Être indemnisé en cas de sinistre – Attention aux exclusions de garantie

  • Vérifiez que votre contrat d’assurance est à jour et qu’il comporte une garantie dommage (incendie, dégâts des eaux) et qu’il soit adapté à votre risque. Prenez aussi des extensions intéressantes comme l’assistance juridique ou l’assistance en cas de sinistre (relogement, gardiennage de l’habitation…).
  • Vérifiez si les valeurs assurées sont conformes, conservez des preuves d’achat (factures, photos…).
  • N’oubliez pas de rassembler les papiers importants (papiers d’identité, livret de famille, carnets de santé, actes notariés, contrats d’assurance…) en un endroit sûr et dans une pochette résistant à l’humidité.
  • Même en habitant dans une zone à risque, il est théoriquement possible de s’assurer, à condition évidemment de ne pas avoir eu trop de sinistres dans le passé ou de ne pas être dans une zone trop exposée. Si vous avez connaissance d’un risque, prévenez votre assureur pour qu’il étudie votre situation. Attention, si l’assurance s’aperçoit que vous avez omis de le faire, elle peut refuser de vous indemniser.
  • Sur votre contrat d’assurance, lisez attentivement les paragraphes « exclusions de garantie » du chapitre « dommage aux biens ». Ils sont primordials pour la prise en compte d’un sinistre. Par exemple :
    • En cas d’inondation causée par une rivière voisine et si l’état de catastrophe naturelle n’est pas décrété, vous ne serez pas couvert.

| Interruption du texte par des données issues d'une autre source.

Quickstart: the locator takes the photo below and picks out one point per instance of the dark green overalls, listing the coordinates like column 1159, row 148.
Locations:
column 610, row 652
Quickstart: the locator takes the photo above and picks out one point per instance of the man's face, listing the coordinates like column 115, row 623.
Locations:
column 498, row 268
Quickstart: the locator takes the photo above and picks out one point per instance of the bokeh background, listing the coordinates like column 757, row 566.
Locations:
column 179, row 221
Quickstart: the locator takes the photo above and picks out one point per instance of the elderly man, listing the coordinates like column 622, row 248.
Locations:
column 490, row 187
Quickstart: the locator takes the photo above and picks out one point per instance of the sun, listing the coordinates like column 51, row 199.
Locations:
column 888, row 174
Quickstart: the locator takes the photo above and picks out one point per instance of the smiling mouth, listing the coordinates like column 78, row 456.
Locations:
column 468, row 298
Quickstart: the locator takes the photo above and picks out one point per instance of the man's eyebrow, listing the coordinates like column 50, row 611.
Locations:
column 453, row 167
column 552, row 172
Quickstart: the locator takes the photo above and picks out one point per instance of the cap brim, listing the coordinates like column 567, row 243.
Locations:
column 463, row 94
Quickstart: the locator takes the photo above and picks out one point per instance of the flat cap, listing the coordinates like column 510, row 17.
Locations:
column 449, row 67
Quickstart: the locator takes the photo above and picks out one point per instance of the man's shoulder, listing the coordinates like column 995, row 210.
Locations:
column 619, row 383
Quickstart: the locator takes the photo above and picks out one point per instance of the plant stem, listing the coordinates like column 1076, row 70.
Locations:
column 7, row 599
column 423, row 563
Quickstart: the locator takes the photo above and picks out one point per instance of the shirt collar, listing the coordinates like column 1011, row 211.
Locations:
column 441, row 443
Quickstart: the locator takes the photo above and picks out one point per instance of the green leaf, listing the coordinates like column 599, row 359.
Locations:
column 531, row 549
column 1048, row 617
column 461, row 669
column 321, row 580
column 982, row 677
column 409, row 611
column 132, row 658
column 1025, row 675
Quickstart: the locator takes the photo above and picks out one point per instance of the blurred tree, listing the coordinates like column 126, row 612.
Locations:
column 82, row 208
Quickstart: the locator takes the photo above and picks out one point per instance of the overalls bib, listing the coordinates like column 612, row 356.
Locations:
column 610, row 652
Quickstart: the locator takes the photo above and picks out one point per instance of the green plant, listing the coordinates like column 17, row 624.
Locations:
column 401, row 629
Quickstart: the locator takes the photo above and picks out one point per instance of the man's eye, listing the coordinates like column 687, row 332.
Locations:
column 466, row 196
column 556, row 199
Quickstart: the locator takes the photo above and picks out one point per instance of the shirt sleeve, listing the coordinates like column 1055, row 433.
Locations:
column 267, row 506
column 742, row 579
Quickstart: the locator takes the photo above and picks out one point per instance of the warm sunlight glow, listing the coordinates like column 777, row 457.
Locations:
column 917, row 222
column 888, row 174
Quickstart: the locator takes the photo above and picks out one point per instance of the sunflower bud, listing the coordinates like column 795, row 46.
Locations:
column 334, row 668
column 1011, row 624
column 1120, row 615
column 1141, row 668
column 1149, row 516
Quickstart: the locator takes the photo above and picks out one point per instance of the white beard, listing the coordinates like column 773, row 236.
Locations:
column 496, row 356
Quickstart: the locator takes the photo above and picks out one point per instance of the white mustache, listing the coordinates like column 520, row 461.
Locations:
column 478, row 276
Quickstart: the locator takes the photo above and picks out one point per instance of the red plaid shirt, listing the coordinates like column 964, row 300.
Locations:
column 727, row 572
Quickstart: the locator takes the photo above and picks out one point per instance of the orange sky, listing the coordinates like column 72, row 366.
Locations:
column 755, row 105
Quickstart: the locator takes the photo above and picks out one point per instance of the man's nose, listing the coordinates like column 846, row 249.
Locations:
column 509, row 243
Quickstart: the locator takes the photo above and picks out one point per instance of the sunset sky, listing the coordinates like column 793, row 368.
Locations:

Si vous habitez près d’un cours d’eau, précisez-le à votre assureur.
    • Vous êtes dans une région venteuse ? Deux critères entrent en ligne de compte pour le remboursement des dommages provoqués par une tempête : la vitesse du vent au moment du sinistre et le rayon (quelques kilomètres) dans lequel il doit avoir causé d’autres dégâts. Si d’autres maisons ont été touchées dans le rayon indiqué, vous serez indemnisé, si ce n’est pas le cas, vous ne percevrez rien.

A savoir : si votre maison s’affaisse, se fissure pour des problèmes de fondations (qui peuvent être liés à la stabilité du terrain), retournez-vous contre le constructeur dans le cadre de votre garantie dommage-ouvrage.